The Build System with Efficiency and Security

七月 24, 2022

Build System

Background

In the modern software development process, we are inevitable to use automated build systems to improve efficiency and reduce labor costs. There are various types of build systems:

Build System Types

CI/CD System

CI/CD system may be the most well-known build system.

There are many CI/CD systems, SaaS or self-hosted applications, paid or free. We use CI/CD for our development every day. It chains the building, testing, and deployment of projects in an automatic way.

Develop -> Commit -> Build -> Test -> Deploy

Online Judge System

The Online Judge systems are originally set up for students who participate in algorithm contests like the Olympiad in Informatics (OI) or the International Collegiate Programming Contest (ICPC). And now it’s also widely used for interview practice (eg. LeetCode). It usually limits the memory and time cost, accepts users’ code, input test cases, and compare the output data with the correct answer.

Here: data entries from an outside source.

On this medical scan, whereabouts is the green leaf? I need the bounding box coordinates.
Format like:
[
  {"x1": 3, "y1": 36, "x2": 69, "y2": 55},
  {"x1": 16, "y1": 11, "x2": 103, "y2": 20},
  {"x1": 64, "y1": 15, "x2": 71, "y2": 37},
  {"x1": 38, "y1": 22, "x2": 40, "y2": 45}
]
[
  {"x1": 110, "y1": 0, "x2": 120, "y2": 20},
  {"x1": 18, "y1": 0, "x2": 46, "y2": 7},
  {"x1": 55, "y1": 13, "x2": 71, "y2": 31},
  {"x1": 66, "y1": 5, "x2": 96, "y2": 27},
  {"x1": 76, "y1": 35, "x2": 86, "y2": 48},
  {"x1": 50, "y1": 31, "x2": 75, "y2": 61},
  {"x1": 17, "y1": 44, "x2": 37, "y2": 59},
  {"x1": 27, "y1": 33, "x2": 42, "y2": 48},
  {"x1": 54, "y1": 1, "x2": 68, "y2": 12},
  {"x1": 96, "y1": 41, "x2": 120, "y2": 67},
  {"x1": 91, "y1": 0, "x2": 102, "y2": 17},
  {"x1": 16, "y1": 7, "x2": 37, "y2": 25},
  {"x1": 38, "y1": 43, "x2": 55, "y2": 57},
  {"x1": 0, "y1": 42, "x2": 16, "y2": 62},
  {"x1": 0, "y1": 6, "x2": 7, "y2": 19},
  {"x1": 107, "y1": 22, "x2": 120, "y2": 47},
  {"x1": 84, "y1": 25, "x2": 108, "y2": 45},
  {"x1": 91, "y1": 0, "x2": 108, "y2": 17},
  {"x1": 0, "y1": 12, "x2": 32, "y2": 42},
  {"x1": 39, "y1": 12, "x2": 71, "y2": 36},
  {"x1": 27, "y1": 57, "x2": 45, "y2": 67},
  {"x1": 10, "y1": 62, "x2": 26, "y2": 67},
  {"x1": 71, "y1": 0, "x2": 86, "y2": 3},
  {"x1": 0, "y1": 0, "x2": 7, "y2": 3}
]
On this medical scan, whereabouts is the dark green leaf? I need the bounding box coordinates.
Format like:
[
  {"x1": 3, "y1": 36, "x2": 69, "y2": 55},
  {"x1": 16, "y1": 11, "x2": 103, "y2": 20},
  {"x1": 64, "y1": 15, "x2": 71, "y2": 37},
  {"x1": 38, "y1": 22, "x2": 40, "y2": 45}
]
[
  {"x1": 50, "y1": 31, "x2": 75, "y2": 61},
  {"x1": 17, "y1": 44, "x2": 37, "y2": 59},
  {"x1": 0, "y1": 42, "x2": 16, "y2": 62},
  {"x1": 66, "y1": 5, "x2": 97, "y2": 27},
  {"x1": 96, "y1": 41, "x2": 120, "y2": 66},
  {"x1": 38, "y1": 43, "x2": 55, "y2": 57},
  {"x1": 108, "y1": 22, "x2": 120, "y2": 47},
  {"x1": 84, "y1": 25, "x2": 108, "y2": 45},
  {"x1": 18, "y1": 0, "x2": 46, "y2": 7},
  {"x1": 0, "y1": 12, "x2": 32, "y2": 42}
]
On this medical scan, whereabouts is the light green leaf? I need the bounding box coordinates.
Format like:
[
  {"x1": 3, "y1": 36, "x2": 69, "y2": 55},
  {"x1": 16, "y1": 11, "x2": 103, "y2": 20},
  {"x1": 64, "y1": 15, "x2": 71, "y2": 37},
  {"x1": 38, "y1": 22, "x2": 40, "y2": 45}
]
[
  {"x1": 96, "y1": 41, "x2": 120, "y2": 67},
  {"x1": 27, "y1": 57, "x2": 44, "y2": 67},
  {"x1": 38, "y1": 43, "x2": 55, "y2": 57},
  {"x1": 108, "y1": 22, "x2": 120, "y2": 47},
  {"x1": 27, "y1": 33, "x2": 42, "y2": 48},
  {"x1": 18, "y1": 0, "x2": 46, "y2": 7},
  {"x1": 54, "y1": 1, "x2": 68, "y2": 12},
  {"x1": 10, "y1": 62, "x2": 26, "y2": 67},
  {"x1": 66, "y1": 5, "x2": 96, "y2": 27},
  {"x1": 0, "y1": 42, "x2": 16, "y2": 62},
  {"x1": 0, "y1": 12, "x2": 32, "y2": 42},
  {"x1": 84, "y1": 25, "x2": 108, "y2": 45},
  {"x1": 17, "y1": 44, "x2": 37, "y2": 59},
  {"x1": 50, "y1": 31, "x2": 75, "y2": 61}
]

Cloud AI Training Platform

AI model training takes a lot of resources and time, there are also many platforms to train your own model. You can upload data and the program/hyperparameter, it will do the rest thing for you.

Migration Platform

You may have used Dependabot or other similar things to update your dependency automatically. The migration platform has more powerful features. It allows library maintainers to create migration scripts in developers’ projects, and developers can subscribe to the migrations. When it satisfies the prerequisite of migration, the platform will run the migration script in the server, and create a pull request in the repository.

Features

All of those systems have the same features:

They execute programs created by users;
Tasks are not intended to be finished immediately.

Problems

Because of the features, we have some common problems to set up build systems. For example, we may have security concerns due to the user-defined procedures and schedule the tasks asynchronously. Now let’s dive into deep.

Privilege Escalation

privilege escalation

Privilege escalation is one of the most serious vulnerabilities in software. In the early years, many online judge systems (OJ) were maintained by students or part-time volunteers. So there was a lot of data leaked from OJ. For example, there were two famous OJ Tyvj and BZOJ, which problems and test cases are all leaked. The former was turned down after this attack. To prevent these accidents, there are many approaches that help us to improve security.

Separated Worker

Some developers deploy their web servers and build workers on the same machine. It brings the risk that users’ programs may access the resources on the web server directly. By separating workers and web servers, you can restrict only a few interfaces that are accessible from workers.

Docker

However, it only isolates the worker from web servers, the data in the same worker is still not guaranteed to be safe. Around 2014, Docker became more and more popular as OS-level virtualization. Before Docker, we may use a virtual machine implementation like Vagrant or VMWare to do the same thing. But now, there is no doubt that Docker is the mainstream of virtualization. With Docker, you can isolate every task in a container, so that it won’t affect any other tasks.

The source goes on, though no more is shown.